Tels se font voir alors tous ces vaisseaux de guerre ;
D’une distance esgale ils esloignent la terre ;
Et tous sur une ligne, aydez qu’ils sont du vent,
Suivent leur amiral qui gagne le devant.
Mais pendant qu’ils s’en vont d’une course si prompte,
Un orage s’esleve au cœur d’Amalasonthe ;
Ou plutost recommence à troubler son repos,
En luy faisant maudire, et les vents et les flots.
Il s’en va le barbare ; il s’en va l’infidelle ;
Il s’en va le perfide ; et je le voy, dit-elle ;
O ciel ! Fais que la mer, changeante comme luy,
Puisse punir son crime, et me vange aujourd’huy.

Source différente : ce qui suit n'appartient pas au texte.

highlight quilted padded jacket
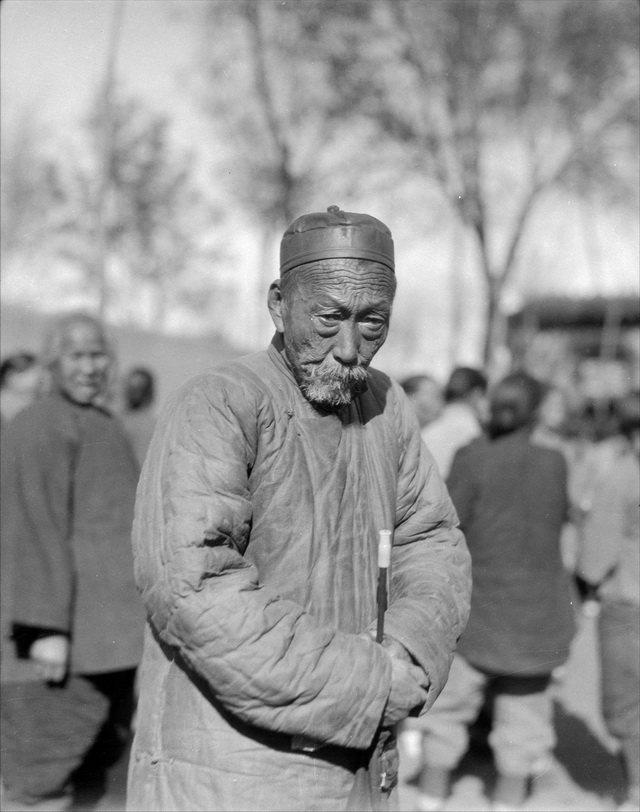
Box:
[128,337,470,810]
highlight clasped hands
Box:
[29,634,69,683]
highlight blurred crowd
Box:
[0,316,640,810]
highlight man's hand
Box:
[29,634,69,682]
[382,644,429,727]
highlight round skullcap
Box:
[280,206,395,276]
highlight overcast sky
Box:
[0,0,198,142]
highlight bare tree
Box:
[318,0,638,364]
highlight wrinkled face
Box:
[270,260,395,408]
[52,321,110,404]
[409,381,444,427]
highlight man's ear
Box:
[267,279,284,333]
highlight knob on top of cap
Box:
[280,206,395,275]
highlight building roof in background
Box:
[0,304,246,401]
[509,294,640,330]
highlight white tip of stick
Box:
[378,530,391,569]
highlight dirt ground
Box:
[75,617,623,812]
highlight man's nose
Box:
[333,320,360,364]
[78,355,96,375]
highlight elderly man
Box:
[128,206,470,810]
[0,314,144,812]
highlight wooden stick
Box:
[376,530,391,643]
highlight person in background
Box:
[577,392,640,812]
[419,372,574,810]
[422,367,487,479]
[121,367,156,466]
[0,313,144,812]
[400,375,444,431]
[0,352,41,425]
[127,206,471,812]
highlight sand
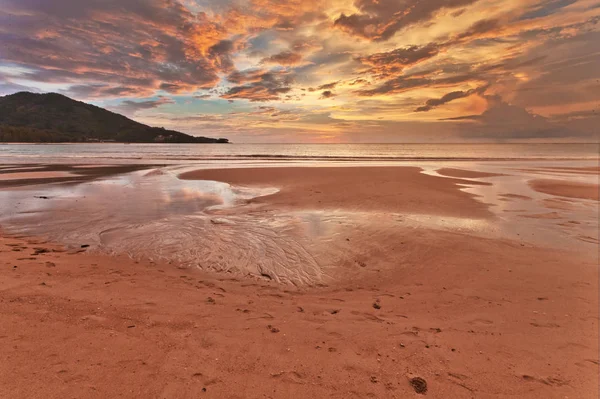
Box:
[0,165,157,189]
[0,168,598,398]
[179,167,491,217]
[436,168,504,179]
[529,179,600,201]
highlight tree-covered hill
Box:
[0,92,228,143]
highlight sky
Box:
[0,0,600,143]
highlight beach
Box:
[0,164,599,398]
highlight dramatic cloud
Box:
[0,0,600,142]
[261,51,302,65]
[108,97,174,115]
[335,0,476,41]
[415,87,486,112]
[221,70,293,102]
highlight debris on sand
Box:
[409,377,427,394]
[373,299,381,309]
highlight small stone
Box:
[410,377,427,394]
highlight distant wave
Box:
[0,154,600,162]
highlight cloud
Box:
[261,51,302,66]
[317,80,340,90]
[107,97,175,115]
[358,43,440,77]
[334,0,476,41]
[415,87,487,112]
[221,69,293,102]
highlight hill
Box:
[0,92,228,143]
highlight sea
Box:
[0,143,600,164]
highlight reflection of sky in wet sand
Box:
[0,163,598,284]
[424,162,599,251]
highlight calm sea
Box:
[0,143,600,164]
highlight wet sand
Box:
[0,165,157,189]
[179,167,491,217]
[437,168,503,179]
[0,168,598,398]
[529,179,600,201]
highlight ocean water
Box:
[0,143,600,164]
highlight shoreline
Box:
[0,162,598,398]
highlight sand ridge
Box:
[0,168,599,398]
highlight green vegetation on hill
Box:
[0,92,228,143]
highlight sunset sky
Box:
[0,0,600,142]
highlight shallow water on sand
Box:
[0,164,598,285]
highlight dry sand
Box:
[0,168,598,398]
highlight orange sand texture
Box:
[0,168,598,398]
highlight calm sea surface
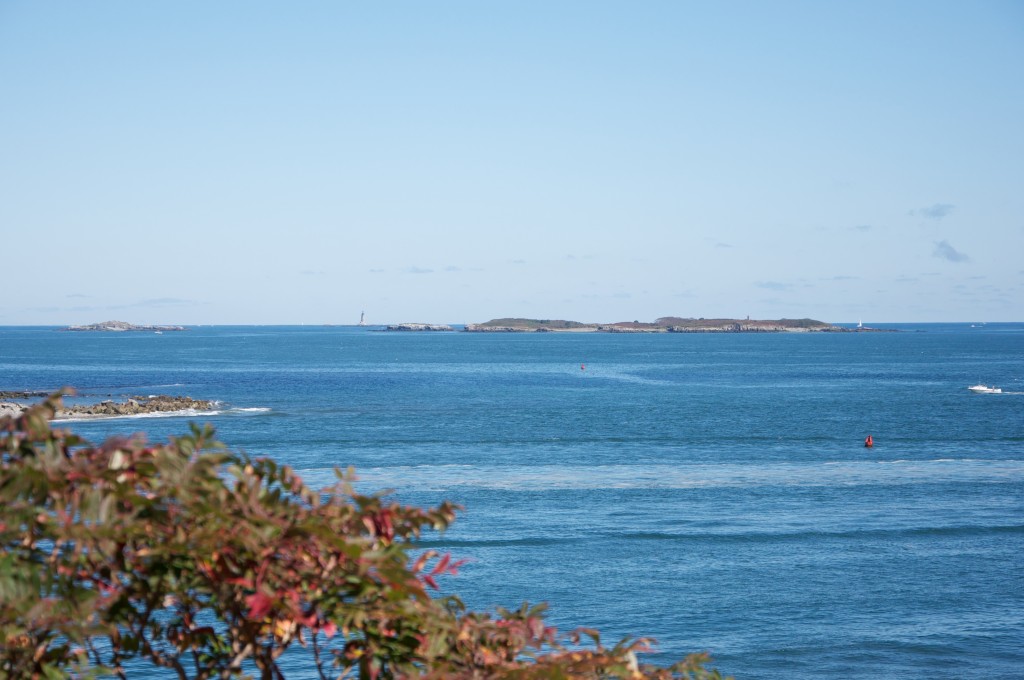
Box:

Sousleve tous les flots pour perdre son navire :
Je le dois desirer, si je ne le desire :
Conduits-le, brise-le contre un fameux escueil ;
Il faut à ce grand cœur un aussi grand cercueil ;
La mer qu’il me prefere, est une sepulture,
Digne de cét orgueil qui l’a rendu parjure :
O ciel ! Injuste ciel, je veux ce que tu veux ;
Je consents au départ ; mais consents à mes vœux.
Cede, cede l’amour à l’amante irritée :
Oüy, quittons la pitié, puis qu’il nous a quittée :
Oüy, souhaitons sa perte, et pour nous secourir,
Oüy, souhaitons sa mort, qui nous fera mourir.